First, would NATO expansion deter Russia or just needlessly antagonize it? The whole point of NATO expansion, for Russia hawks, is to deter Russia from invading vulnerable countries. They argue that the alliance has a great track record of deterring Russia, which has never attacked a NATO member. Extending protection to vulnerable Western allies on Russia's borders, then, should a no-brainer: Russia wouldn't dare invade Georgia if Georgia were in NATO because this would mean war with the US and Europe.

Skeptics of this sort of NATO expansion argue that, were Georgia to join NATO, this could lead Russia to retaliate in some way that would cause more harm than good. Maybe that means Russia preemptively invading the country before it can join NATO or maybe it means invading after it joins, to basically force the US to admit that it's not going to start World War III to defend Georgian sovereignty. If that happened, it would seriously weaken NATO and imperil whatever country it was trying to protect.

Second, is it really NATO's job to protect former Soviet states from Russia? This goes back to the still-unresolved question of why NATO continues to exist after the Cold War. If it's here to promote democracy and self-determination globally, then inviting in Georgia or Ukraine might make sense. If it's just about protecting the core North American and European member-states, then why should they stick their necks out for Ukraine?

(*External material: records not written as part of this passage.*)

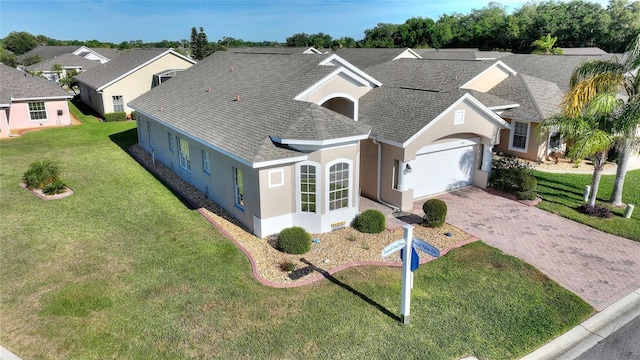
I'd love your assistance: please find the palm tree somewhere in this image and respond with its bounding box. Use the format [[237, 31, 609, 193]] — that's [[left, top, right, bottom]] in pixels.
[[564, 34, 640, 205]]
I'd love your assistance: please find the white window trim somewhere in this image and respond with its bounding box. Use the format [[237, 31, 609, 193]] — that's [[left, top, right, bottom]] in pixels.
[[324, 158, 354, 213], [296, 161, 328, 214], [201, 149, 211, 175], [176, 136, 191, 172], [509, 120, 531, 153], [27, 101, 49, 122], [267, 169, 284, 189], [233, 166, 245, 211]]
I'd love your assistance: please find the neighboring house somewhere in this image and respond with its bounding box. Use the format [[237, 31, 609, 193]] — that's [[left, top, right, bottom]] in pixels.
[[26, 53, 100, 82], [76, 49, 195, 114], [0, 64, 71, 138], [129, 49, 510, 237], [18, 46, 120, 64]]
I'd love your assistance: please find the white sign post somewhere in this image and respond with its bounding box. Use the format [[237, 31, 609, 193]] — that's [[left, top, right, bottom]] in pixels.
[[382, 224, 440, 325], [400, 224, 413, 325]]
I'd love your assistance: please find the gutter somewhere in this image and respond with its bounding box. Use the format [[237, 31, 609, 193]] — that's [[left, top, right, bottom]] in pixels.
[[373, 135, 400, 212]]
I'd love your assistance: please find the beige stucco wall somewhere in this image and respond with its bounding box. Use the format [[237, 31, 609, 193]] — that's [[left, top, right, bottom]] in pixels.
[[2, 99, 71, 135], [494, 119, 547, 161], [464, 66, 509, 92], [100, 53, 192, 114]]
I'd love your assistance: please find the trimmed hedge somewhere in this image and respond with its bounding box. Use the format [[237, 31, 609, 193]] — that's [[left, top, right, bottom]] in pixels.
[[276, 226, 311, 254], [353, 209, 387, 234], [422, 199, 447, 227], [104, 111, 127, 122]]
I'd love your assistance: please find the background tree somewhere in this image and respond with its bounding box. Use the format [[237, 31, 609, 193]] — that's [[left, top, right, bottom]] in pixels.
[[189, 26, 215, 60], [565, 34, 640, 205], [0, 47, 18, 68], [531, 34, 562, 55], [4, 31, 38, 55]]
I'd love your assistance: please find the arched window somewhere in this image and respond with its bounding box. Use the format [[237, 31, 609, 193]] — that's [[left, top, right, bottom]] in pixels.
[[329, 162, 349, 211]]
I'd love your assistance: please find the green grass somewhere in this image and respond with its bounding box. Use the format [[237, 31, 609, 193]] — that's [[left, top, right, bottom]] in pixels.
[[535, 170, 640, 241], [0, 100, 593, 359]]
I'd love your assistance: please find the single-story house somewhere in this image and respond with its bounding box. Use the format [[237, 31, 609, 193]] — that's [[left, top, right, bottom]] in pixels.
[[76, 49, 195, 114], [26, 53, 100, 82], [0, 64, 72, 138], [129, 52, 517, 237]]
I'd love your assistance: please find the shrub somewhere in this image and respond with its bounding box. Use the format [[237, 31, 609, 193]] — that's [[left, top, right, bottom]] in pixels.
[[42, 180, 67, 195], [280, 260, 296, 272], [520, 174, 538, 191], [353, 209, 387, 234], [276, 226, 311, 254], [22, 160, 60, 190], [104, 111, 127, 121], [515, 190, 538, 200], [580, 204, 613, 219], [422, 199, 447, 227]]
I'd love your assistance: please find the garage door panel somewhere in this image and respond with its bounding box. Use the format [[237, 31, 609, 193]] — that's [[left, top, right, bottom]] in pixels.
[[409, 146, 475, 198]]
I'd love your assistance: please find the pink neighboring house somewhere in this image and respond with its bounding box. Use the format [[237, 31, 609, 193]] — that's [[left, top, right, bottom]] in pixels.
[[0, 64, 73, 138]]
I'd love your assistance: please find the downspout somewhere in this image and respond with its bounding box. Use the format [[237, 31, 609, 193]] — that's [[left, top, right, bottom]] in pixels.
[[373, 135, 400, 212]]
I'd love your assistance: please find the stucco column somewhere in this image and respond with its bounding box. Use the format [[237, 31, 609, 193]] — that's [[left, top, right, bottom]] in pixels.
[[398, 161, 409, 191], [480, 144, 493, 172]]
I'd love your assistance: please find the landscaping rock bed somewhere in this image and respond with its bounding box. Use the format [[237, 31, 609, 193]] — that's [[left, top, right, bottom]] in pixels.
[[129, 144, 473, 287]]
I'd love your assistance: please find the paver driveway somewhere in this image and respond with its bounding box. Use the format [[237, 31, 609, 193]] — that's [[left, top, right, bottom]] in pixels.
[[430, 187, 640, 311]]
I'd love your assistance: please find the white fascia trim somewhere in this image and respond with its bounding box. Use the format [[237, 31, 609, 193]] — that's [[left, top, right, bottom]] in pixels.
[[96, 49, 196, 91], [391, 48, 422, 61], [271, 134, 369, 146], [460, 60, 517, 89], [293, 67, 369, 101], [401, 93, 511, 148], [11, 95, 73, 102], [318, 54, 382, 86]]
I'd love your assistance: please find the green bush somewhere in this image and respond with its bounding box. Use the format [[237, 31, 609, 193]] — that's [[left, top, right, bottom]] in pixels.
[[422, 199, 447, 227], [104, 111, 127, 122], [22, 160, 60, 190], [516, 190, 538, 200], [276, 226, 311, 254], [353, 209, 387, 234], [42, 180, 67, 195], [520, 174, 538, 192]]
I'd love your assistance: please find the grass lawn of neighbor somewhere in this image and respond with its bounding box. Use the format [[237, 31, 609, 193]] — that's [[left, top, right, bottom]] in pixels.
[[535, 169, 640, 241], [0, 100, 592, 359]]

This question is particularly touchy right now because it gets to a much larger debate about what sort of responsibility democratic countries have toward the rest of the world. Should the US and its allies be out in the world defending global principles of freedom and democracy, or is it their job to protect their own citizens first? These are big questions in the West right now, so the arguments about NATO enlargement are about a lot more than NATO.

9. I skipped to the bottom. What's going to happen next?

In the immediate future, expect more tension between NATO and Russia — but probably not war. On April 1st, NATO decided to suspend all civilian and military cooperation with Russia over the Ukraine crisis. These collaboration mechanisms were used as means of building trust between the two sides, but NATO has clearly made a decision that Moscow is not to be trusted.

But Moscow isn't stupid: Russian leaders know they can't win a war against NATO. There's real concern that Russia might attempt to annex the largely ethnic Russian areas in Eastern Ukraine. If they do, this could provoke NATO military deployments in Eastern Europe closer to Russia, which would worsen tension further. The incentives are aligned against further Russian provocations, but it's hard to know what Putin is thinking for sure.

How this crisis plays out is actually pretty important to the future of NATO. Before the invasion of Crimea, NATO was facing an existential crisis: the original mission of opposing Russian aggression seemed to be evaporating. Either it was going to redefine itself as a collective security agreement, concerned with doing things like the 2011 Libya intervention, or it was risking obsolescence.

But if Russia is determined to throw its weight around in Eastern Europe again, NATO's original mission may be revived: countering a threat to Europe's east. Meet the New NATO, same as the old NATO.